10. GENERAL. This Agreement constitutes the entire agreement between the parties concerning the subject matter hereof, notwithstanding any different or additional terms that may be contained in the form of purchase order or other document used by Customer to place orders or otherwise effect transactions hereunder, which such terms are hereby rejected. This Agreement supersedes all prior or contemporaneous discussions, proposals and agreements between the parties relating to the subject matter hereof. No amendment, modification or waiver of any provision of this Agreement will be effective unless in writing and signed by both parties. If any provision of this Agreement is held to be invalid or unenforceable, the remaining portions will remain in full force and effect and such provision will be enforced to the maximum extent possible so as to effect the intent of the parties and will be reformed to the extent necessary to make such provision valid and enforceable. No waiver of rights by either party may be implied from any actions or failures to enforce rights under this Agreement.
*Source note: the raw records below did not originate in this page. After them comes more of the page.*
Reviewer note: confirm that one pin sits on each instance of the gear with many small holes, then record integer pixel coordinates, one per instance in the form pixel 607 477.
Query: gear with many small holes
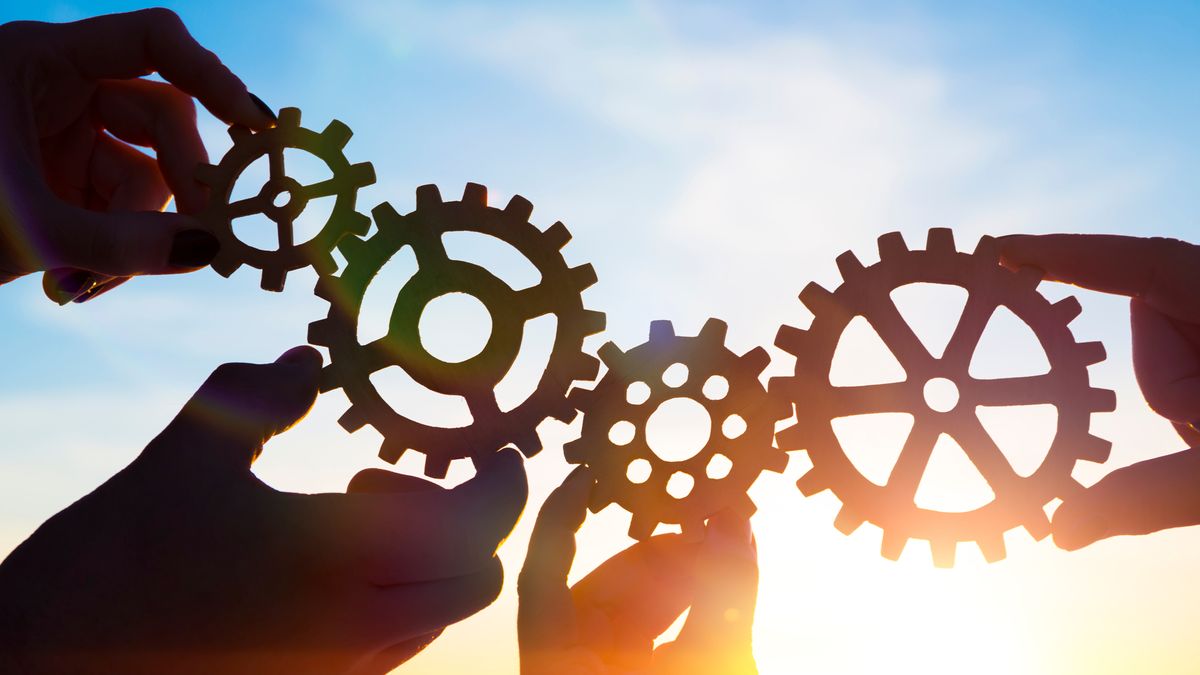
pixel 865 292
pixel 343 186
pixel 557 293
pixel 748 451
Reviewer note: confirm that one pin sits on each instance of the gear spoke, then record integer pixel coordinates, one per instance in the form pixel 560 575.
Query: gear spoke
pixel 897 334
pixel 1015 390
pixel 976 315
pixel 910 466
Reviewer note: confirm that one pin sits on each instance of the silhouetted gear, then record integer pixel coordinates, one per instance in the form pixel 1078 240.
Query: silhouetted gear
pixel 865 291
pixel 343 185
pixel 609 404
pixel 557 293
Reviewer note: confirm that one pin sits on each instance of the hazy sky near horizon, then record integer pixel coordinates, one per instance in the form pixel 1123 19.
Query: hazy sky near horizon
pixel 711 160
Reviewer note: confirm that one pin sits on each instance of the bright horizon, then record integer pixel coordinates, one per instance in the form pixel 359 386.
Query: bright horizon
pixel 709 161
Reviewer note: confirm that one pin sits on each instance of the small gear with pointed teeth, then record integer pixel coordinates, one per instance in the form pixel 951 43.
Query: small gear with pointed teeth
pixel 865 292
pixel 558 293
pixel 747 446
pixel 343 186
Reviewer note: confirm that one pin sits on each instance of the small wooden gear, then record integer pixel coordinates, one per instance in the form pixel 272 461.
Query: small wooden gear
pixel 342 186
pixel 864 292
pixel 748 449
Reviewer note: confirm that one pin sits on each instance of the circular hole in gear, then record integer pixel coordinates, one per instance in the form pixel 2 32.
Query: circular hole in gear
pixel 676 375
pixel 455 327
pixel 715 388
pixel 678 429
pixel 639 471
pixel 622 434
pixel 941 394
pixel 637 393
pixel 679 484
pixel 733 426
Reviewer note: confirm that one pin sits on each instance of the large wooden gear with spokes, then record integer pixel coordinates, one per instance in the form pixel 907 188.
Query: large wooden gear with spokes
pixel 1019 501
pixel 282 198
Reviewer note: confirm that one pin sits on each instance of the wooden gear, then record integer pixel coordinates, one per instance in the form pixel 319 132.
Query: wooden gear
pixel 557 293
pixel 864 292
pixel 609 404
pixel 343 186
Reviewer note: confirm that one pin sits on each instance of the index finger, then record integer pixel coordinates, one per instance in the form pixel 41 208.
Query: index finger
pixel 138 43
pixel 1163 273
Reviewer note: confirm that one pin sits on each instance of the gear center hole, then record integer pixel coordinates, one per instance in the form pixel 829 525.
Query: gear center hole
pixel 678 429
pixel 455 327
pixel 941 394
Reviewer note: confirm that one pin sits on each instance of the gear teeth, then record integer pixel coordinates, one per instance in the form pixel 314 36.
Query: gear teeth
pixel 811 483
pixel 849 266
pixel 353 419
pixel 288 117
pixel 1029 278
pixel 208 174
pixel 988 250
pixel 391 451
pixel 661 330
pixel 519 208
pixel 893 544
pixel 1091 353
pixel 641 529
pixel 529 443
pixel 755 360
pixel 943 553
pixel 940 240
pixel 225 266
pixel 1095 449
pixel 474 195
pixel 427 196
pixel 557 236
pixel 993 548
pixel 582 276
pixel 274 279
pixel 437 466
pixel 892 245
pixel 322 332
pixel 575 452
pixel 817 298
pixel 791 339
pixel 336 135
pixel 240 133
pixel 1102 400
pixel 1037 525
pixel 847 520
pixel 1067 309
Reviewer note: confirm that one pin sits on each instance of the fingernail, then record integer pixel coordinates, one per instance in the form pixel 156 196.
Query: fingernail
pixel 65 286
pixel 265 109
pixel 192 249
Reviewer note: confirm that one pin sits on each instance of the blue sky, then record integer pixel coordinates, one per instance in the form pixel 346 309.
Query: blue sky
pixel 711 160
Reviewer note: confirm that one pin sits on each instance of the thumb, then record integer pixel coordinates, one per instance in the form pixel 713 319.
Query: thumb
pixel 239 407
pixel 1138 500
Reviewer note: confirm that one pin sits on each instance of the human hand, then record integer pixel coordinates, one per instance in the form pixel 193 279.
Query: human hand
pixel 607 622
pixel 76 198
pixel 1162 278
pixel 185 562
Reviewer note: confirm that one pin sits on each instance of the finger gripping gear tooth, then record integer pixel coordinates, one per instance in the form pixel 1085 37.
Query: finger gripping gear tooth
pixel 1018 500
pixel 271 143
pixel 474 380
pixel 611 460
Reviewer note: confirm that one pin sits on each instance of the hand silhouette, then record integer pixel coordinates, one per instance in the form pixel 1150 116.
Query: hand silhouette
pixel 76 197
pixel 185 562
pixel 1162 278
pixel 607 622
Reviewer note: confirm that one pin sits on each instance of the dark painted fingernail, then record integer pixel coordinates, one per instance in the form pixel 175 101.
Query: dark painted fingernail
pixel 267 109
pixel 193 248
pixel 64 286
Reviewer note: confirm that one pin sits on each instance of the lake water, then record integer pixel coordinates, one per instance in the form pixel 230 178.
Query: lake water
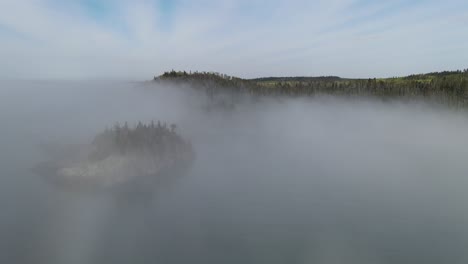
pixel 321 180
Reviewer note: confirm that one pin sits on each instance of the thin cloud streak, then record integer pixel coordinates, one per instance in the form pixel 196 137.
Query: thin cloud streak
pixel 41 39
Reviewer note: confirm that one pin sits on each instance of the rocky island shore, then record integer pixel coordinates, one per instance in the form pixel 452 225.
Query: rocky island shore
pixel 123 157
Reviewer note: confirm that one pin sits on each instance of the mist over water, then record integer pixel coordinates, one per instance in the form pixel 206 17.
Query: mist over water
pixel 322 180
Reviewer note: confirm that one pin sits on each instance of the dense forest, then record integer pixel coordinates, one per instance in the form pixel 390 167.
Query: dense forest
pixel 448 87
pixel 156 139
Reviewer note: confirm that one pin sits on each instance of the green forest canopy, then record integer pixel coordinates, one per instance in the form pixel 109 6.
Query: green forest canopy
pixel 448 87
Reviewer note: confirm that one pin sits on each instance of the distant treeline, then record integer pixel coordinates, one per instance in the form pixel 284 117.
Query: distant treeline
pixel 448 87
pixel 157 139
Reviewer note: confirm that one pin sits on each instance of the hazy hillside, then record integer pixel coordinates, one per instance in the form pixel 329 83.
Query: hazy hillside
pixel 448 87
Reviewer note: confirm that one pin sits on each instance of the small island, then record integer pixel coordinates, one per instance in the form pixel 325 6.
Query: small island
pixel 123 157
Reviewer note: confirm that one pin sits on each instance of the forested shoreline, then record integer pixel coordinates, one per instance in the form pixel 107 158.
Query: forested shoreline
pixel 448 87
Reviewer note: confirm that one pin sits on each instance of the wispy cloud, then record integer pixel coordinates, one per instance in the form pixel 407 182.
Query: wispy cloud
pixel 136 39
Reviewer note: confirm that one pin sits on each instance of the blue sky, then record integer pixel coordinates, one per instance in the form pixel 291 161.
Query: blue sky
pixel 118 39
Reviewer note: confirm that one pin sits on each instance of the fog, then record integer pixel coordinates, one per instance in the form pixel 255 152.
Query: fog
pixel 319 180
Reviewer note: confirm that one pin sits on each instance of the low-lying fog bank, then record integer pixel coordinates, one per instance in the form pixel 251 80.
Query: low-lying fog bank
pixel 322 180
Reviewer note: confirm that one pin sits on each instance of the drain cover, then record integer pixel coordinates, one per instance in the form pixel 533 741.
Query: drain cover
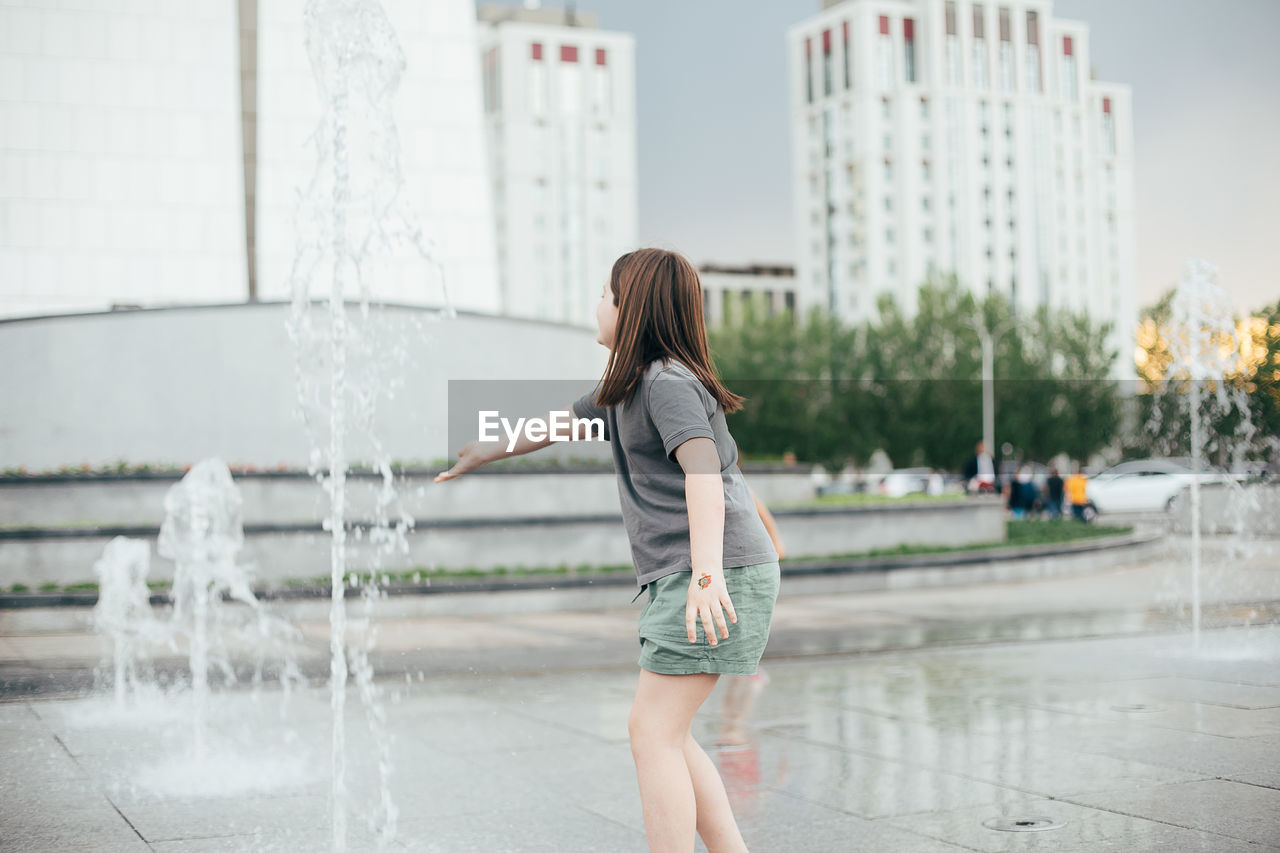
pixel 1138 707
pixel 1032 824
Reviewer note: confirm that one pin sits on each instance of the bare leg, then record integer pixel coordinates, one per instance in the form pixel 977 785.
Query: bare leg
pixel 661 715
pixel 716 822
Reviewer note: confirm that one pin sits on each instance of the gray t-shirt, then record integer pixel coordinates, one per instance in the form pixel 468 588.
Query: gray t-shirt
pixel 670 407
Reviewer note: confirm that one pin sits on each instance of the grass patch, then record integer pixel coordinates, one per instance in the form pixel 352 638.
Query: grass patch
pixel 1020 533
pixel 867 500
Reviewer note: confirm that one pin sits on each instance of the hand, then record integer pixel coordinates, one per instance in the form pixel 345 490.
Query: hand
pixel 470 457
pixel 708 603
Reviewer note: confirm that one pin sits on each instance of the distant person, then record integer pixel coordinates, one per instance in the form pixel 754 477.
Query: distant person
pixel 698 543
pixel 1054 495
pixel 1077 493
pixel 979 471
pixel 1023 493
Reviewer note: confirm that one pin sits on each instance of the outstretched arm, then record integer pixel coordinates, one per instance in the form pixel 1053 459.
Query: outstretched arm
pixel 476 452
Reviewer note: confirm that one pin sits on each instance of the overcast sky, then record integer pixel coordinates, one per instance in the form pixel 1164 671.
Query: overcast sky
pixel 714 141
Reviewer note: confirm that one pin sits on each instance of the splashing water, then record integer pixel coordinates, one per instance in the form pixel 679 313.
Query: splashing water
pixel 202 532
pixel 350 217
pixel 123 610
pixel 1203 356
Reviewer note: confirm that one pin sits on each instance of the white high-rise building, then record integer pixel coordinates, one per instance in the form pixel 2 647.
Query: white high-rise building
pixel 120 156
pixel 435 141
pixel 152 154
pixel 949 136
pixel 561 115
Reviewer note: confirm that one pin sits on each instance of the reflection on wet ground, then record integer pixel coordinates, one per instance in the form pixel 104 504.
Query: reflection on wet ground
pixel 905 720
pixel 1136 743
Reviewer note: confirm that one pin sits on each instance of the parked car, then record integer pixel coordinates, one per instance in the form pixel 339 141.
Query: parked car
pixel 905 480
pixel 1146 486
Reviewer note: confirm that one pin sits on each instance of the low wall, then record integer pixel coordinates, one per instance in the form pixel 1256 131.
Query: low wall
pixel 480 521
pixel 297 498
pixel 174 386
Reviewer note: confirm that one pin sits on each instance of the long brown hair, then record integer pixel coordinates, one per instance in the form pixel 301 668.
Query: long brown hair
pixel 659 300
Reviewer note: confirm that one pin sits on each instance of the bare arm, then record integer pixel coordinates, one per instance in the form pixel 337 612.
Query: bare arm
pixel 476 452
pixel 704 496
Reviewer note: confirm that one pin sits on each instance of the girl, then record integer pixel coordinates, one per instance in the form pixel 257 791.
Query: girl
pixel 698 542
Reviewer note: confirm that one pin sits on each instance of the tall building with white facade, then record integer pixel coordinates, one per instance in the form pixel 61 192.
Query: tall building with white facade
pixel 949 136
pixel 120 156
pixel 727 291
pixel 152 154
pixel 435 141
pixel 561 118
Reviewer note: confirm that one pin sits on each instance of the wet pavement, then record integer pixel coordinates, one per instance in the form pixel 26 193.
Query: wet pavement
pixel 882 723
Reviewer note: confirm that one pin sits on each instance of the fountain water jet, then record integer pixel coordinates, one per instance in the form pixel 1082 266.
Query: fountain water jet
pixel 1203 355
pixel 348 214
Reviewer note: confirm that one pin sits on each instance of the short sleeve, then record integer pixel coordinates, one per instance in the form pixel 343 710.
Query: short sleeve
pixel 586 407
pixel 677 406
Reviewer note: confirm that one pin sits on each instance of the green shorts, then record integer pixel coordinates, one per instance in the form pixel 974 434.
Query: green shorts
pixel 664 644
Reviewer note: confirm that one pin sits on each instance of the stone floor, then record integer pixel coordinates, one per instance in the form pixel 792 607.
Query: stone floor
pixel 1080 701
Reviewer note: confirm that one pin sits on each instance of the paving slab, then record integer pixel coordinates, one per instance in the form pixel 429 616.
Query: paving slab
pixel 882 723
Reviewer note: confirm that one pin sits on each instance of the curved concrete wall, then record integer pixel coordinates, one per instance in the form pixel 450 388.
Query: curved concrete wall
pixel 186 383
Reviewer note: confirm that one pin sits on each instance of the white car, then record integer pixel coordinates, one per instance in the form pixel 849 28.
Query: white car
pixel 1144 486
pixel 905 480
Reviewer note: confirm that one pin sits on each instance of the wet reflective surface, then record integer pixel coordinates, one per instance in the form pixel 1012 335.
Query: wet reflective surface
pixel 908 751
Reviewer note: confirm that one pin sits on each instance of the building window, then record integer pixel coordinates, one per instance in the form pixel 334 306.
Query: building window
pixel 1033 64
pixel 886 55
pixel 808 69
pixel 1109 129
pixel 909 48
pixel 492 81
pixel 602 103
pixel 849 77
pixel 979 46
pixel 570 80
pixel 1068 74
pixel 826 62
pixel 1006 51
pixel 536 81
pixel 954 72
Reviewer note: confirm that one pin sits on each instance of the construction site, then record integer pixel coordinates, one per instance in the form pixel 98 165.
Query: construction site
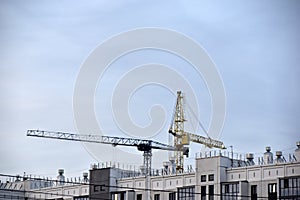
pixel 218 173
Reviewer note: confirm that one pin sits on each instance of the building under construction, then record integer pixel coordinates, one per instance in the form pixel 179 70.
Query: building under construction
pixel 217 176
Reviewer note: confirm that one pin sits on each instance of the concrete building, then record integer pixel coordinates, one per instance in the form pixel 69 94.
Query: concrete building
pixel 217 176
pixel 29 187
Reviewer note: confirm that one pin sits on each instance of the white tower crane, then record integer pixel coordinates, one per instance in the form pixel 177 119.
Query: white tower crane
pixel 182 138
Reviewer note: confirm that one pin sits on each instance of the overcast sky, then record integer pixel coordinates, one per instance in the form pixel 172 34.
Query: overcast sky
pixel 254 44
Neither party will be liable to the other for any delay or failure to perform due to causes beyond its reasonable control (excluding payment of monies due). Unless otherwise specifically stated, the terms of this Agreement are intended to be and are solely for the benefit of ActiveLearning and Customer and do not create any right in favor of any third party. This Agreement will be governed by and construed in accordance with the laws of the Republic of the Philippines without reference to its conflict of laws principles. All disputes arising out of or relating to this Agreement will be submitted to the exclusive jurisdiction of a court of competent jurisdiction located in Mandaluyong City, Philippines and each party irrevocably consents to such personal jurisdiction and waives all objections to this venue. All notices must be in writing and will be effective three (3) days after the date sent.